Coauthor: Craig McIntosh
We present the results of a study designed to ‘benchmark’ a major USAID-funded child malnutrition program against what would have occurred if the cost of the program had simply been disbursed directly to beneficiaries to spend as they see fit.
Using a three-armed trial from 248 villages in Rwanda, the study measures impacts on households containing poor or underweight children, or pregnant or lactating women, as well as the broader population of study villages.
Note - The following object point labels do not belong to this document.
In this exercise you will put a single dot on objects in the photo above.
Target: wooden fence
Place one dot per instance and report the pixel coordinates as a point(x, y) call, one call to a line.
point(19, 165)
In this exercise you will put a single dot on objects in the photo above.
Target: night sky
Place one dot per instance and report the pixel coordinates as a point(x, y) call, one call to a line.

We find that the bundled health program delivers benefits in an outcome directly targeted by specific sub-components of the intervention (savings), but does not improve household dietary diversity, child anthropometrics, or anemia within the year of the study. A cost-equivalent cash transfer boosts productive asset investment and allows households to pay down debt. The bundled program is significantly better in cost-equivalent terms at generating savings and worse for debt reduction, while cost-equivalent cash drives more asset investment. A much larger cash transfer of more than $500 per household improves a wide range of consumption measures including dietary diversity, as well as savings, assets, and housing values. Only the large cash transfer shows evidence of moving child outcomes, with significant but modest improvements in child height-for-age, weight-for-age, and mid upper-arm circumference (about 0.1 SD).
The results indicate that programs targeted towards driving specific outcomes can do so at lower cost than cash, but large cash transfers drive substantial benefits across a wide range of impacts, including many of those targeted by the more tailored program.